Benodigde onderdelen voor deze stap:
Sticker | 2 |
Breng de stickers als volgt aan op de hieronder beschreven plaatsen:
Reinig het gebied waar u de sticker gaat aanbrengen grondig.
Bevochtig het gebied met water of met water en een milde zeep.
Trek de sticker los en breng deze op de juiste plaats aan.
Wrijf over het oppervlak van de sticker, begin in het midden en werk met overlappende bewegingen naar de randen toe.
Gebruik de afmetingen in Figuur 15 om zowel links als rechts achteraan in de hoek van de motorkap een CROSSTRAX-sticker aan te brengen.
Deze set zet het tractiesysteem op uw machine met tweewielaandrijving om in vierwielaandrijving.

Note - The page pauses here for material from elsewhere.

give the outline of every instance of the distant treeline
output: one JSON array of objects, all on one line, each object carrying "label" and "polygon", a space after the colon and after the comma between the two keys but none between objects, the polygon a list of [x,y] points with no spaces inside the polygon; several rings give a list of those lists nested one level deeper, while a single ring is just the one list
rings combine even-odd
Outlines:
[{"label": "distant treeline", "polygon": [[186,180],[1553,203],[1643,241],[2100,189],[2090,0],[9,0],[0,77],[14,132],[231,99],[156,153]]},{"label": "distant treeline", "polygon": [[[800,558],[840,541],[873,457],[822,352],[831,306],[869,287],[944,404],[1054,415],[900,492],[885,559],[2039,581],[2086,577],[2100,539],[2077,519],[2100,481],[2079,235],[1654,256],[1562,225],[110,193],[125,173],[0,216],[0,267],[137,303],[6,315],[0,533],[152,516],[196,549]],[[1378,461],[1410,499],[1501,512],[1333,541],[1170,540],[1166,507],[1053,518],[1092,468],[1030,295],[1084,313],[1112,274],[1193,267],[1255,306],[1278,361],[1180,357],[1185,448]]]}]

De hydraulische stroom van de motor van het linker voorwiel loopt door de motor van het rechter achterwiel en omgekeerd.
Als een voorwiel slipt, moet het tegenoverliggende achterwiel ook slippen om wielspin te krijgen, waardoor de tractie verbetert en schade aan de grasmat wordt voorkomen.
Aangezien de hydraulische stroom van de voorwiel- naar de achterwielmotor moet lopen, is er een grote kans dat de grasmat wordt beschadigd bij het nemen van scherpe bochten, omdat het voorste buitenwiel sneller draait van het achterste binnenwiel tijdens het nemen van bochten.
De verdeler van de achtertractie heeft voorzieningen om de beschadiging van de grasmat te helpen verminderen, maar de bestuurder moet het rijden met de machine oefenen op een onopvallende plek om de kenmerken van deze set beter te begrijpen.
Vermijd scherpe bochten als de banden zich op het fairway-oppervlak bevinden. Plan scherpe bochten in de rough.
Als u vooruitrijdt met de machine, is Crosstrax altijd ingeschakeld. Als u achteruitrijdt met de machine, worden de achterste motoren gebypasst en drijven alleen de voorste motoren aan.